Damit sollen 5000 der einst 20 000 Mitarbeiter bis zum Jahresende das Unternehmen verlassen. „Das wird nicht ohne betriebsbedingte Kündigungen gehen“, sagte Vorstandschef Bernhard Schreier am Donnerstag in Heidelberg. Besonders treffen wird es die Beschäftigten an den beiden Hauptstandorten Heidelberg und Walldorf-Wiesloch - für rund 2000 Mitarbeiter in der Region ist das Aus greifbar. Betriebsrat und die Gewerkschaft IG Metall kündigten heftige Gegenwehr an.

Schreier begründete den drastischen Schritt mit der globalen Wirtschaftskrise und der anhaltenden Investitionszurückhaltung. Der Weltmarktführer aus Heidelberg bekommt die Krise mit voller Wucht zu spüren. Denn von der Wirtschaftsflaute ist die Werbung besonders betroffen. Folge: Druckaufträge bleiben aus, Maschinen stehen still. Zudem werden geplante Investitionen der - vorwiegend mittelständigen - Kunden ausgebremst durch die zögerliche Kreditvergabe der Banken. Da Prospekte und Plakate in den meisten Fällen auf den Maschinen der Heidelberger gedruckt werden, bleiben Bestellungen aus.

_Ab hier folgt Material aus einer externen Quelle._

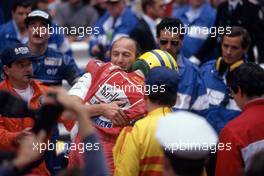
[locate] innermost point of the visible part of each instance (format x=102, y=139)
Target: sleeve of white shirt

Bereits im dritten Quartal des Geschäftsjahres 2008/09 (31. März) war die Auftragslage um 41,5 Prozent auf 560 Millionen Euro eingebrochen. Das schlechteste Ergebnis seit mehr als zehn Jahren, so Schreier damals. Die Talfahrt hält an: Laut Konzernchef sieht die Situation im vierten Quartal noch schlechter aus, und der Auftragseingang sinkt unter 500 Millionen Euro. „Es ist nicht unsere erste Krise - aber es ist unsere tiefste“, sagte Schreier.

Der zunächst geplante Abbau von 2500 Stellen reicht aus Sicht der Heidelberger Druckmaschinen AG nicht mehr aus, um wettbewerbsfähig zu bleiben. Maßnahmen wie Kurzarbeit und der Abbau von Zeitarbeitskonten seien ausgeschöpft. „Wir haben eine mühsame Zeit hinter uns, aber noch wesentlich schwerere Zeiten vor uns“, sagte Schreier.

Seit Monaten häuften sich die Warnungen vor einem schlechteren Geschäft. Zuerst waren es nur vereinzelte Drucker in den USA, die sich mit Neuanschaffungen zurückhielten. Inzwischen zeigt sich in Europa und Asien ein ähnliches Bild. Angesichts der rapide schwindenden Bestellungen verkündete Vorstandschef Schreier schließlich im vergangenen Sommer den Abbau von 500 Arbeitsplätzen in Verwaltung, Vertrieb, Forschung und Entwicklung. Im Oktober dann die die Hiobsbotschaft, dass weltweit 2500 Mitarbeiter gehen müssen - nun sind es weitere 2500. Damit ist zunächst die „Zielmarke“ erreicht, so Schreier.

Etwa 1500 Mitarbeiter haben bereits den Konzern verlassen. Mit rund 1000 Beschäftigten gab es Gespräche. Insgesamt stehen nun noch 3500 Menschen vor dem beruflichen Aus. Da laut Schreier bislang hauptsächlich im Ausland Personal abgebaut wurde, trifft es nun überwiegend Deutschland. Rund 2000 Menschen in der Kurpfalz und rund 1000 an den Standorten in Amstetten, Brandenburg, Kiel sowie Leipzig, Ludwigsburg und Mönchengladbach.

Um die Kündigungen umsetzen zu können, kündigt das Unternehmen den zuletzt im Oktober 2007 verlängerten Tarifvertrag zur Zukunftssicherung zum 30. Juni. „Bei der Verlängerung des Vertrages war eine derart dramatisch negative Entwicklung der Weltkonjunktur nicht absehbar“, sagte Schreier. Es gebe keine Alternative. Der Konzern will Gespräche mit dem Betriebsrat und der Gewerkschaft aufnehmen. Es sei durchaus möglich, dass diese Entscheidung „eine Signalwirkung“ für die Branche habe, räumte er ein.